MDEV-39410: ucs2 data not stored correctly in the context#5101
Conversation
For constant tables, the rows are stored in the context using the charset my_charset_utf8mb4_bin. However, that is not correct, as every field in the row could use its own charset. This leads to a replay failure, as the data that gets read from the sql_script file is different from the original row data. This PR addresses uses field's own charset instead of my_charset_utf8mb4_bin.
There was a problem hiding this comment.
Code Review
This pull request addresses MDEV-39410 by ensuring ucs2 data is correctly handled in the optimizer context, specifically by using the field's actual charset during row formatting. It also adds a regression test for this scenario. Feedback suggests reverting the change to the initial charset of the temporary string buffer in format_and_store_row, as the charset is overwritten later and the modification may be misleading for future maintenance.
| Field **pfield; | ||
| char row_buff_tmp[512]; | ||
| String tmp(row_buff_tmp, sizeof(row_buff_tmp), &my_charset_bin); | ||
| String tmp(row_buff_tmp, sizeof(row_buff_tmp), &my_charset_utf8mb4_bin); |
There was a problem hiding this comment.
This change appears to be unnecessary and could be confusing. The charset of the tmp string, initialized here, is immediately overwritten by the call to field->val_str(&tmp) on line 3128. For most field types, val_str invokes String::set, which updates both the content and the charset of the string object. Consequently, the initial charset specified in the String constructor is never actually used.
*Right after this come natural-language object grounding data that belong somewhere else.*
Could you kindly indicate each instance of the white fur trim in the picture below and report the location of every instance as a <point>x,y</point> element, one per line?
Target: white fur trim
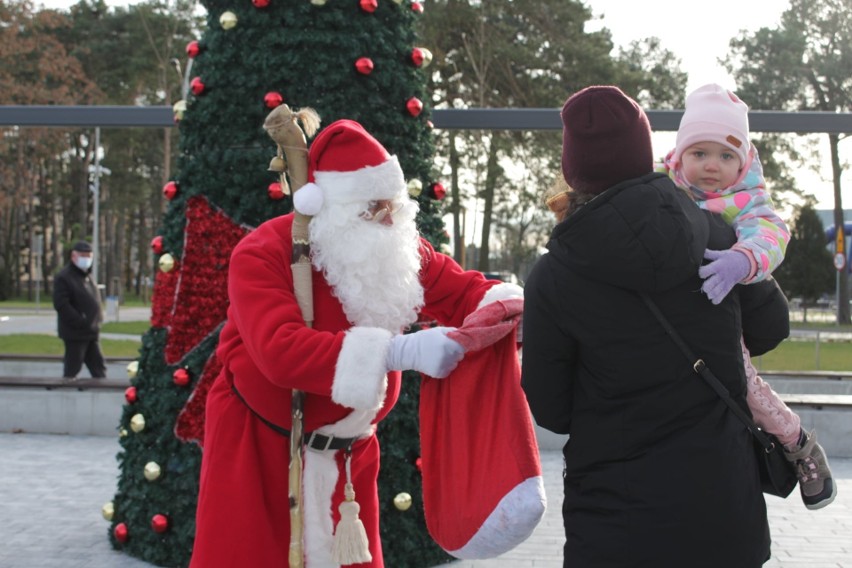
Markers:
<point>370,183</point>
<point>502,291</point>
<point>319,479</point>
<point>509,524</point>
<point>360,376</point>
<point>308,199</point>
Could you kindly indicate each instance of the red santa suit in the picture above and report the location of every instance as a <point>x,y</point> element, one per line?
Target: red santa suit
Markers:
<point>266,349</point>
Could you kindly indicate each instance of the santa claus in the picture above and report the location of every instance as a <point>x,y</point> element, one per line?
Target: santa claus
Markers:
<point>372,277</point>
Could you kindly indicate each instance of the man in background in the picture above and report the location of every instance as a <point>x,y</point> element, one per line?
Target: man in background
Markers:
<point>79,316</point>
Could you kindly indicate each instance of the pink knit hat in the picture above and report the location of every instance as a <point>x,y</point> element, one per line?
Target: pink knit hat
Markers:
<point>714,114</point>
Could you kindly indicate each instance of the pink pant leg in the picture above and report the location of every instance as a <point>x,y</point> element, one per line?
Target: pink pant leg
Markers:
<point>769,411</point>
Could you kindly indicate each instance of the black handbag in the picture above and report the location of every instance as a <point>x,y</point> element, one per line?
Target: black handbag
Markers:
<point>777,473</point>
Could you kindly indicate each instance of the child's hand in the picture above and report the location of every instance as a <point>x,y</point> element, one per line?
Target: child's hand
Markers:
<point>729,267</point>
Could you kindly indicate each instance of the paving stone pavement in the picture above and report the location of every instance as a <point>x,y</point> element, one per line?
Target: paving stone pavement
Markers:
<point>52,488</point>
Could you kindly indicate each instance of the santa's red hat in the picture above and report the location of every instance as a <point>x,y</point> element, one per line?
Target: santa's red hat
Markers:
<point>347,164</point>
Setting it to &my_charset_utf8mb4_bin might mislead future developers into thinking this specific charset is important for the logic that follows. The original &my_charset_bin is a more generic and suitable choice for a temporary buffer. To enhance code clarity, I recommend reverting this change.
String tmp(row_buff_tmp, sizeof(row_buff_tmp), &my_charset_bin);
For constant tables, the rows are stored in the context using the charset my_charset_utf8mb4_bin. However, that is not correct, as every field in the row could use its own charset.
This leads to a replay failure, as the data that gets read from the sql_script file is different from the original row data.
This PR addresses uses field's own charset instead of my_charset_utf8mb4_bin.